If you're comfortable in the park I think you should be fine with the Malamutes if the F22's leave something to be desired. As for packing out, I never really noticed them softening up.


----------



## SnowBum (Sep 27, 2011)

Honestly the F22's had the perfect flex for park riding imo, but left a little to be desired for freeriding. I think I'll give the Malamutes a try and if they feel too stiff for park after they break in I'll just wear my old F22's on park days and pick up some new F22's in the spring when they go on sale. Doron--I had a pair of F20's that I sold as soon as they broke in--I felt that they were too soft even for park riding and liked the F22 much better, but then again I have never liked soft boots. Do you feel like the Malamutes packed out much in size? I am a 10 in the F22 and the Malamute in a size 9 felt like a good fit as long as the liner won't stretch out a ton.


----------



## doron (Nov 14, 2010)

SnowBum said:


> Honestly the F22's had the perfect flex for park riding imo, but left a little to be desired for freeriding. I think I'll give the Malamutes a try and if they feel too stiff for park after they break in I'll just wear my old F22's on park days and pick up some new F22's in the spring when they go on sale. Doron--I had a pair of F20's that I sold as soon as they broke in--I felt that they were too soft even for park riding and liked the F22 much better, but then again I have never liked soft boots. Do you feel like the Malamutes packed out much in size? I am a 10 in the F22 and the Malamute in a size 9 felt like a good fit as long as the liner won't stretch out a ton.

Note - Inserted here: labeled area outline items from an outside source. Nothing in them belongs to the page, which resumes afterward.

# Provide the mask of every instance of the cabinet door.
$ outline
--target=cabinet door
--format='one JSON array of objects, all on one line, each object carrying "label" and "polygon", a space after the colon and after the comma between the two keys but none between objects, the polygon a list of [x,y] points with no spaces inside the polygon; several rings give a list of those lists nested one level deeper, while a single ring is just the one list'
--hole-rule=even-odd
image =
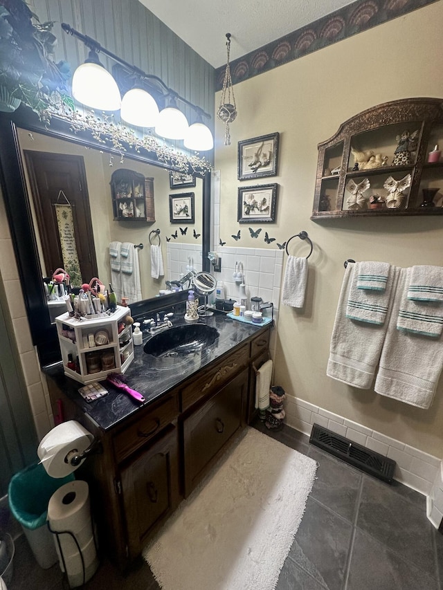
[{"label": "cabinet door", "polygon": [[186,497],[243,425],[247,388],[246,369],[183,421]]},{"label": "cabinet door", "polygon": [[121,472],[129,560],[180,501],[177,428],[141,452]]}]

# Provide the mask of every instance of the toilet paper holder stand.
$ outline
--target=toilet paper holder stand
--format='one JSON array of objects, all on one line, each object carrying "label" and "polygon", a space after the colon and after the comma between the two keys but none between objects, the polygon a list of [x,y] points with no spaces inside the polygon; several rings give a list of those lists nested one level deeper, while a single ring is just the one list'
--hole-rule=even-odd
[{"label": "toilet paper holder stand", "polygon": [[71,451],[66,456],[65,463],[77,468],[80,463],[91,454],[100,454],[103,452],[103,445],[98,439],[93,439],[89,446],[86,448],[82,452],[79,453],[75,451]]}]

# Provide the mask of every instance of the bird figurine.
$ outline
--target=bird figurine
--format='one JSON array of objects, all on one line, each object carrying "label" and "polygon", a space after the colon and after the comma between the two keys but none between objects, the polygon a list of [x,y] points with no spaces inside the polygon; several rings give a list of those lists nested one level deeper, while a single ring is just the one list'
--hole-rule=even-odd
[{"label": "bird figurine", "polygon": [[346,185],[346,190],[350,192],[346,203],[348,209],[363,209],[366,199],[363,194],[370,187],[369,178],[365,178],[357,185],[352,178]]},{"label": "bird figurine", "polygon": [[383,184],[388,191],[386,207],[389,209],[398,209],[400,207],[404,199],[403,192],[410,186],[410,174],[406,174],[401,181],[396,181],[392,176],[386,178]]}]

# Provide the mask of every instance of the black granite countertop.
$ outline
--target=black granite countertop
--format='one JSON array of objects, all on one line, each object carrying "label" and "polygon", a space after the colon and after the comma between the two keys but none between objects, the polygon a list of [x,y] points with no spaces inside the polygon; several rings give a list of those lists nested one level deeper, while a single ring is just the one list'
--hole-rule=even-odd
[{"label": "black granite countertop", "polygon": [[[176,326],[185,322],[181,318],[177,318],[173,323]],[[130,387],[145,397],[145,401],[142,404],[106,380],[102,382],[109,390],[109,395],[87,403],[78,393],[82,384],[64,375],[61,362],[44,367],[44,371],[99,427],[109,430],[269,325],[261,326],[243,323],[227,317],[224,313],[217,313],[208,317],[206,323],[215,328],[219,335],[213,344],[184,357],[156,358],[148,355],[143,352],[146,339],[143,340],[143,345],[134,346],[134,359],[124,378]]]}]

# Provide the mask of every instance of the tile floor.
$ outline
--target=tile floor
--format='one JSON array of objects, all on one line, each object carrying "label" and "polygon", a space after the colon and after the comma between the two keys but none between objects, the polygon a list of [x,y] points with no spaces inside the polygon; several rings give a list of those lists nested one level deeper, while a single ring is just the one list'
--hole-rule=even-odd
[{"label": "tile floor", "polygon": [[[443,535],[426,519],[424,496],[363,474],[310,445],[307,436],[289,427],[273,433],[260,422],[255,425],[319,465],[277,590],[443,590]],[[68,588],[58,564],[42,569],[19,536],[8,590]],[[103,560],[84,588],[159,586],[141,558],[126,576]]]}]

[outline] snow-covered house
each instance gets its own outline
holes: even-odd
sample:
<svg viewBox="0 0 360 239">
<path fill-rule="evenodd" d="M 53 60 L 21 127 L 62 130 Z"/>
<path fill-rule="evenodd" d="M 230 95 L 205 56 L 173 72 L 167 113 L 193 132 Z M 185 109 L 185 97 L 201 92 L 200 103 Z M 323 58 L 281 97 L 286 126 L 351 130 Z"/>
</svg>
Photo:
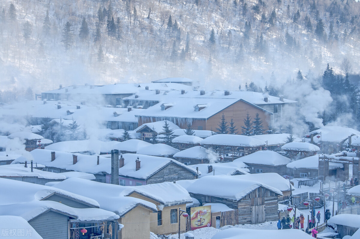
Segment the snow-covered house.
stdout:
<svg viewBox="0 0 360 239">
<path fill-rule="evenodd" d="M 244 135 L 215 134 L 203 139 L 201 144 L 224 156 L 230 154 L 233 158 L 261 150 L 266 143 Z"/>
<path fill-rule="evenodd" d="M 174 154 L 173 157 L 186 165 L 215 162 L 220 159 L 218 154 L 200 146 L 182 150 Z"/>
<path fill-rule="evenodd" d="M 239 224 L 277 220 L 277 197 L 283 195 L 279 189 L 266 184 L 234 176 L 203 177 L 186 189 L 201 203 L 221 203 L 237 210 Z"/>
<path fill-rule="evenodd" d="M 96 200 L 100 208 L 113 212 L 125 226 L 118 233 L 119 239 L 149 237 L 150 221 L 157 214 L 156 204 L 148 200 L 125 197 L 129 187 L 90 181 L 77 178 L 67 179 L 54 186 Z M 156 220 L 156 219 L 155 219 Z"/>
<path fill-rule="evenodd" d="M 1 191 L 6 192 L 0 201 L 1 215 L 21 216 L 44 239 L 76 239 L 84 228 L 88 238 L 92 233 L 116 238 L 119 216 L 99 208 L 94 199 L 43 185 L 0 181 Z"/>
<path fill-rule="evenodd" d="M 288 174 L 286 165 L 288 158 L 270 150 L 257 151 L 234 160 L 243 162 L 248 166 L 252 174 L 276 173 L 281 176 Z"/>
</svg>

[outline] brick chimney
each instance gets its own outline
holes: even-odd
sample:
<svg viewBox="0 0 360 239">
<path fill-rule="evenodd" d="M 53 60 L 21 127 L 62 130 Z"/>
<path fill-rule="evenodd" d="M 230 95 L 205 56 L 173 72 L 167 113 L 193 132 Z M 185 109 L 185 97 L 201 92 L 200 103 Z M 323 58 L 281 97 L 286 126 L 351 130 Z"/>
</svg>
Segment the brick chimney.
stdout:
<svg viewBox="0 0 360 239">
<path fill-rule="evenodd" d="M 136 159 L 136 160 L 135 160 L 135 164 L 136 164 L 136 168 L 135 169 L 136 169 L 136 171 L 137 171 L 140 169 L 140 162 L 141 162 L 141 161 L 140 161 L 140 160 L 139 159 L 138 157 L 138 158 Z"/>
<path fill-rule="evenodd" d="M 122 157 L 122 155 L 120 155 L 120 158 L 119 159 L 119 167 L 122 167 L 125 165 L 124 159 Z"/>
<path fill-rule="evenodd" d="M 72 164 L 75 164 L 77 162 L 77 155 L 72 155 Z"/>
<path fill-rule="evenodd" d="M 119 185 L 119 151 L 111 151 L 111 181 L 113 184 Z"/>
</svg>

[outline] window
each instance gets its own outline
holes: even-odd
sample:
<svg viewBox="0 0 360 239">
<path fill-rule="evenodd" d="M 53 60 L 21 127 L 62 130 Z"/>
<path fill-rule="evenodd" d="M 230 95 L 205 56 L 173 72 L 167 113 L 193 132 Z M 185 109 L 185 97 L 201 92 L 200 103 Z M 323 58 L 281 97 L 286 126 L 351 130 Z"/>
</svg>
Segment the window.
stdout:
<svg viewBox="0 0 360 239">
<path fill-rule="evenodd" d="M 170 223 L 177 222 L 177 209 L 171 209 L 170 210 Z"/>
<path fill-rule="evenodd" d="M 158 226 L 162 225 L 162 211 L 158 211 Z"/>
</svg>

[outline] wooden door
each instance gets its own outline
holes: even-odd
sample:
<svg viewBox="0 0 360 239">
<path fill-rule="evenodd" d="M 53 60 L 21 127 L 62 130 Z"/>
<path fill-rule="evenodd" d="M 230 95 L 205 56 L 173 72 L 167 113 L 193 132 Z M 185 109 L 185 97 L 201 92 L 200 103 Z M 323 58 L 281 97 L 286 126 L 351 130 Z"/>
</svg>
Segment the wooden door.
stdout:
<svg viewBox="0 0 360 239">
<path fill-rule="evenodd" d="M 251 206 L 251 224 L 265 222 L 265 205 Z"/>
</svg>

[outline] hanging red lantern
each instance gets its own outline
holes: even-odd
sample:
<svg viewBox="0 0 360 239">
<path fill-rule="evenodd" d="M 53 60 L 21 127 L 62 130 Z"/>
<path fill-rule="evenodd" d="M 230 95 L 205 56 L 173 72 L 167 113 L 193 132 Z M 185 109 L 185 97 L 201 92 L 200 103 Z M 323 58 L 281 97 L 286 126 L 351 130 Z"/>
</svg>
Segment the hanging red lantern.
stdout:
<svg viewBox="0 0 360 239">
<path fill-rule="evenodd" d="M 80 232 L 82 233 L 83 235 L 85 235 L 85 234 L 87 232 L 87 230 L 85 229 L 85 228 L 83 228 L 81 230 L 80 230 Z"/>
</svg>

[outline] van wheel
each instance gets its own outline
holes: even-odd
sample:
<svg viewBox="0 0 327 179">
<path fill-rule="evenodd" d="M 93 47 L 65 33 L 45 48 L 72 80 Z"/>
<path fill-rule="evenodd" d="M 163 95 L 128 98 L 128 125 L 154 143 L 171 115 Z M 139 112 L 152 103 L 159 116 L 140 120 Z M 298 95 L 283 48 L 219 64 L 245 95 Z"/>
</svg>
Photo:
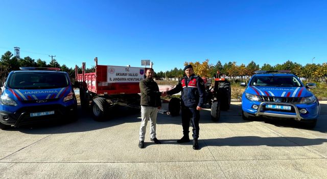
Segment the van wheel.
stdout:
<svg viewBox="0 0 327 179">
<path fill-rule="evenodd" d="M 220 104 L 219 101 L 215 101 L 211 106 L 211 120 L 217 122 L 220 118 Z"/>
<path fill-rule="evenodd" d="M 97 98 L 93 99 L 91 104 L 92 115 L 95 121 L 101 121 L 104 120 L 107 113 L 108 102 L 105 98 Z"/>
<path fill-rule="evenodd" d="M 168 103 L 168 110 L 172 116 L 179 115 L 180 110 L 180 101 L 177 98 L 173 98 L 170 99 Z"/>
</svg>

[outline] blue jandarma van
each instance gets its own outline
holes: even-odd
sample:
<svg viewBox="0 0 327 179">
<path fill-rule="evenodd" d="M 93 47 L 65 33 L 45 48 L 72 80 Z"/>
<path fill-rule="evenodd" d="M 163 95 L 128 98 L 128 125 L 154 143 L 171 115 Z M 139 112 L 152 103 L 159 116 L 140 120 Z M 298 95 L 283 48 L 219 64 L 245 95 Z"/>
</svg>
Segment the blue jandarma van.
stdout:
<svg viewBox="0 0 327 179">
<path fill-rule="evenodd" d="M 68 73 L 53 68 L 20 69 L 9 73 L 2 87 L 0 128 L 76 119 L 77 102 Z"/>
</svg>

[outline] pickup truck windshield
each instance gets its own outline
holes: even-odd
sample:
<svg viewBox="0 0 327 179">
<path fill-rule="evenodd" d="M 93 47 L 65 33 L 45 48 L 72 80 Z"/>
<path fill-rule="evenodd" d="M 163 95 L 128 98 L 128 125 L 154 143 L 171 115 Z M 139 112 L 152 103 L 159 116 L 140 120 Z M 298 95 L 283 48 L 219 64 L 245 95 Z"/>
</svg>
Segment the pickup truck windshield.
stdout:
<svg viewBox="0 0 327 179">
<path fill-rule="evenodd" d="M 290 76 L 267 76 L 253 77 L 250 82 L 252 86 L 300 87 L 301 83 L 297 79 Z"/>
<path fill-rule="evenodd" d="M 49 72 L 22 72 L 10 76 L 8 86 L 12 89 L 48 89 L 65 87 L 68 80 L 65 74 Z"/>
</svg>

Good to know, may pay more attention to the f22's next year. I don't know if I'm the right person to ask about fit, since I actually sized up half a size to a 10 (long story, high arches, years of pain...) my boots have a strap that keeps my heel in no matter what, so it works for me. You'll love the response for sure, but wait for some more answers on park riding as I'm still new to that world.


----------



## SnowBum (Sep 27, 2011)

Well a local shop offered me the Malamutes at a 15% preseason discount so I bought a pair of size 9's. Now I just need to get some footbeds for my ridiculously high arches--I was planning on going with the blue Soles but someone recommended Montrail because they have better cushioning, anybody have experience with these?


----------



## doron (Nov 14, 2010)

Heard good things, superfeet have really high arch support too.

Just fyi, montrails get better reviews though.


----------